At the moment, Chelsea has 33 players out on loan. That's a tremendous amount of talent dispersed around the world. Some of those players have the potential to play for the club, but most are being developed and then sold at a profit.

It's not an unorthodox system, but it hasn't worked for Chelsea. It took the Blues three separate transactions to finally secure Nemanja Matic, after all. Showing some faith in the players this team already owns could pay off better in the long term than selling them off would.

Build with a vision, not just a goal

Simply put, there has been too much turnover at Chelsea over the last 10 years. Mourinho's dismissal marks the 10th time that owner Roman Abramovich has to appoint a new boss since he purchased the club in 2003.
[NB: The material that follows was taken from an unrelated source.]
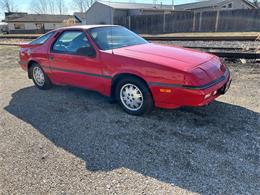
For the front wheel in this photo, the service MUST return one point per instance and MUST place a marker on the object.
(134, 96)
(40, 79)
But the turnover is a symptom of a bigger problem: Chelsea sets goals without a vision. Abramovich dreams of a Champions League title and that goal is eventually accomplished, but the model remains unsustainable. It's why Chelsea, the champion of England last season, now sits precariously close to relegation.

Build with a plan. Build for the long term. It has worked tremendously for the likes of Barcelona and Bayern Munich, and it requires suffering, vision, consistency, (a bit of cash), and, above all, faith. If done right, that faith will be repaid in glory tenfold.